Motion is anticipated by the contrast in light and dark. We don’t need to know anything more than what the image provides before beginning to develop scenarios on our own of the possible and the potential. Unlike other pieces where Mr. Mortensen has captured motion in an attempt to hold onto time, here he has captured stillness and made it clear that it is only a momentary respite from activity.
Viggo Mortensen works to capture moments in time in many ways, one of which is his writing. In a more recent book, Linger, he talks about this while recording the details of cremating his beloved companion Brigit. He has made the conscious decision not to record the event with his camera. He writes to her in his journal, and in fact he had to go back out to his vehicle to dig out this journal to actually write down the events of the day. He can’t help himself, he seems to be saying, I have to have some record of events.
While there are no writings in 45301, the pages of the book are almost entirely scanned copies of his journal writings, blown up and enlarged so that only occasional words can be seen peeking out from around the photos. The pages that have been used have been so overwritten and scrawled upon that it would be impossible to discern what each page is about.
As far as I can tell the journal pages selected have no direct relationship to the photographs on each page. So why do it than? Perhaps he is showing us how much he is concerned with grabbing moments of time and making a record of them. This, he is saying is about his photographs, is what the world can look like, always moving, and the eye can do no more than record that motion no matter what implement it uses.
Maybe we can slow it down somewhat and stop it in the frame of a picture, but it will keep going beyond the boundaries of that frame even before the camera is put down or pulled from the eye. In the journal there is no such notion of eternal motion as words can effectively capture a moment and give the illusion that nothing more will happen after that.
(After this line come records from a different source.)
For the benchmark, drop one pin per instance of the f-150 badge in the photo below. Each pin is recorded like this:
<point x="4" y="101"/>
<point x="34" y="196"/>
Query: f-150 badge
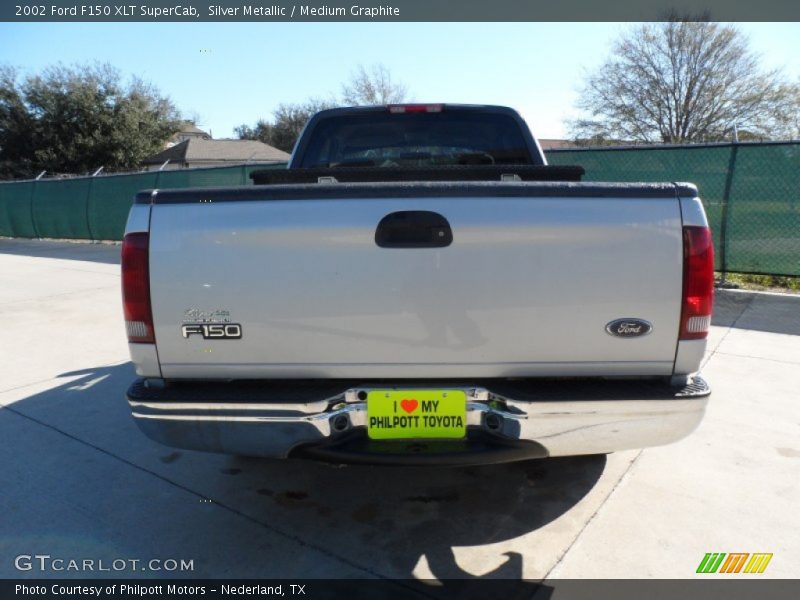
<point x="629" y="328"/>
<point x="213" y="331"/>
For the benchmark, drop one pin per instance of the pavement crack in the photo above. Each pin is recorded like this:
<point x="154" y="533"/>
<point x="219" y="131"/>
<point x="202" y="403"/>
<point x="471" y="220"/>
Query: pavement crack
<point x="593" y="517"/>
<point x="231" y="509"/>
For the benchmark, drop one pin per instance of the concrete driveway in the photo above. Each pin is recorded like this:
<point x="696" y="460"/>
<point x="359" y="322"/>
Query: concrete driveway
<point x="78" y="480"/>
45301 appears to be a collection of works in which Viggo Mortensen is exploring the interrelationship between motion, colour, light, and dark. Whether through the lens of his camera, in the darkroom afterwards, or even in the production of the book, he has created examples and captured moments that exemplify that theme.
As with all abstract art, reactions to pieces are entirely subjective, and you might look at the images in this book and think I’m full of shit. The sign of a good artist is that he or she is able to create work that causes people to think and form opinions that they can argue in favour of coherently. You heard my opinion. What’s yours?